Rachid Bendall, director of business development at Lord, said that the corporation added value through collaboration and risk sharing. He said that AVCS is so effective that it borders on giving a “jet smooth” ride in helicopters. Through that lack of vibration and noise, he added, helicopter pilots had been able to increase their speed by around 11-15 knots which could mean that users in sectors such as oil and gas could make additional flights each day.
Collaboration was across the spectrum of OEMs: “There is not a single helicopter manufacturer that does not use the [vibration control] system or is currently looking to incorporate it,” said Bendall. With Lord being a private company, “investment of between $80-$100 million annually on R&D was possible as there was no pressure to return profit to shareholders,” he added.
Cerami said that European OEMs Airbus Helicopters and AgustaWestland had proved to be early adopters of new technology and that Lord’s technology is across “practically all of their platforms.” One of the first Airbus helicopters to incorporate vibration control was the EC225, he noted.
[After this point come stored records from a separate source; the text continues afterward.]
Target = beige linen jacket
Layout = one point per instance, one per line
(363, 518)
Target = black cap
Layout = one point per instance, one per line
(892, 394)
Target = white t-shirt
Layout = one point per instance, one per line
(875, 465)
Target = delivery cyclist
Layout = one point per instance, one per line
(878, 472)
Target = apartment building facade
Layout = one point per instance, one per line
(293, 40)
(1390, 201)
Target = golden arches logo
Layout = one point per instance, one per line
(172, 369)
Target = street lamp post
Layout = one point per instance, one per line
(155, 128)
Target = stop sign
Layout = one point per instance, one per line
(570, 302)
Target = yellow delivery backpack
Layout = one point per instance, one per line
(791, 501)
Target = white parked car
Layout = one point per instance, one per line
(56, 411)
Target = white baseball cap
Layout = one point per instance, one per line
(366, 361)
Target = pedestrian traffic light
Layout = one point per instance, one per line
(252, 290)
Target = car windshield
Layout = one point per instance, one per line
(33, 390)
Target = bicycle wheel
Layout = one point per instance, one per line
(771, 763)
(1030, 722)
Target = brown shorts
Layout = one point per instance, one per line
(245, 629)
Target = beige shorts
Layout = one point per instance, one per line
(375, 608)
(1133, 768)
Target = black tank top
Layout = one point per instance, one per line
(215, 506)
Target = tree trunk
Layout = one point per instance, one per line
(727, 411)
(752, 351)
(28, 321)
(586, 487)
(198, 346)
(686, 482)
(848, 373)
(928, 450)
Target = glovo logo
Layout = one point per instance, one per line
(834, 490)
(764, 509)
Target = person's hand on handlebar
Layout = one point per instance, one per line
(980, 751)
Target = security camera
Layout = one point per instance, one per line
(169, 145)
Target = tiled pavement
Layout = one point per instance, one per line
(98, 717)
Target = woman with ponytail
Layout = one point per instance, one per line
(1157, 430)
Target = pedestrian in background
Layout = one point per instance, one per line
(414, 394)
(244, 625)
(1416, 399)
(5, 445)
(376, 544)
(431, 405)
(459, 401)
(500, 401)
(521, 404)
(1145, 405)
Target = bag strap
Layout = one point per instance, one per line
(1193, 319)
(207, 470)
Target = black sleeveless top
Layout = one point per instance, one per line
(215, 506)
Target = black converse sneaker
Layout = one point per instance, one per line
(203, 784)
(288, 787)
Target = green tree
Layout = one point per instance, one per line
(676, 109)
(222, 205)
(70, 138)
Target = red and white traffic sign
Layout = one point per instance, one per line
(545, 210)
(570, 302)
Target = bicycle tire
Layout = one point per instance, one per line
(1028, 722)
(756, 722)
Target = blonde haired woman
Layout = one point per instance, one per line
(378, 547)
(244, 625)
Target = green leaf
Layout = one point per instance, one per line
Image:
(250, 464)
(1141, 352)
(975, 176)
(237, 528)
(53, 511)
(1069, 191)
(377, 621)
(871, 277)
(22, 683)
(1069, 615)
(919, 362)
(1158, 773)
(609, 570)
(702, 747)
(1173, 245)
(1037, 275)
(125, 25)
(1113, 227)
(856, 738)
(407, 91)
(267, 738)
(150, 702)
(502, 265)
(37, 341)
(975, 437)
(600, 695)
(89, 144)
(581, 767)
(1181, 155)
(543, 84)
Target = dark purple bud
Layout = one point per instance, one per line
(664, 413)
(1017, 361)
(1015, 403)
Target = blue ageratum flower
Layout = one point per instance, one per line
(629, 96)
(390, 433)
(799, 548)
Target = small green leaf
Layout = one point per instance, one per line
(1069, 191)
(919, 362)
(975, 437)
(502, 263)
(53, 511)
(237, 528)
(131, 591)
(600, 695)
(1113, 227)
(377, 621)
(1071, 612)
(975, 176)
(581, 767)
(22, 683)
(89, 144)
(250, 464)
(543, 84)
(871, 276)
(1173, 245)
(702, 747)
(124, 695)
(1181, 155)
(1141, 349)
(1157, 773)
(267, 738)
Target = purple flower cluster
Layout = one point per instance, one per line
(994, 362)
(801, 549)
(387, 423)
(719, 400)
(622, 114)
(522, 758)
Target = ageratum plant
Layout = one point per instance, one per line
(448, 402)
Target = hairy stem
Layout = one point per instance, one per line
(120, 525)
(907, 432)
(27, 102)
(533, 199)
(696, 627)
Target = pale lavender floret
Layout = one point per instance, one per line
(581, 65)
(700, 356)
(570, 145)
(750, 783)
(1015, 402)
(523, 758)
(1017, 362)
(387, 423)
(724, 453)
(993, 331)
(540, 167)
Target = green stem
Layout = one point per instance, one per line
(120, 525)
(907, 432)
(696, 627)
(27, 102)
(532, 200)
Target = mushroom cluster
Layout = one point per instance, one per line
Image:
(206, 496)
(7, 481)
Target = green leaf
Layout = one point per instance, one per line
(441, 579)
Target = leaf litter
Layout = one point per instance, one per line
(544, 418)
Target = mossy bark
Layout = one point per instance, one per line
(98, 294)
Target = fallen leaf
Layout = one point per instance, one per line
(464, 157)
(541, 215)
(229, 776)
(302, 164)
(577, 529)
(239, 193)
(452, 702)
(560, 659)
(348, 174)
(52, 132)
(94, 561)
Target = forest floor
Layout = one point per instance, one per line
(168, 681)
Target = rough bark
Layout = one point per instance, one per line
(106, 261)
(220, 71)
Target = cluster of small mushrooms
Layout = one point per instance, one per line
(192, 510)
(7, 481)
He also did not fail to mention collaboration with Bell Helicopter over its new 525 Relentless and 505 Jet Ranger X and with Sikorsky involving the S-92 and S-97 Raider.
Addressing the subject of keeping confidentiality across a wide range of OEMs, Bendall stated: “We never share technological development from one platform to another. Our engineers do not work across projects.”
Strategically, the company is actively looking for mergers and acquisitions, stated Cerami. This is evidenced by the recent incorporation of sensing system acquisitions creating Lord MicroStrain (fourth quarter 2012) and STI Stellar Technology (first quarter 2014). “We want to consolidate the supply chain and there will be an investment of hundreds of millions of dollars,” stated Bendall.
Cerami believes that the business can benefit from emerging opportunities with rotorcraft OEMs globally including Hindustan Aeronautics (HAL) in India, Korea Aerospace Industries (KAI) and Russian Helicopters.
Focusing on Europe, the organization has been based in Geneva, Switzerland since 2009 and has a staff of 50 including around 15 engineers, although most of them are continually out to customers in Germany, France and Italy.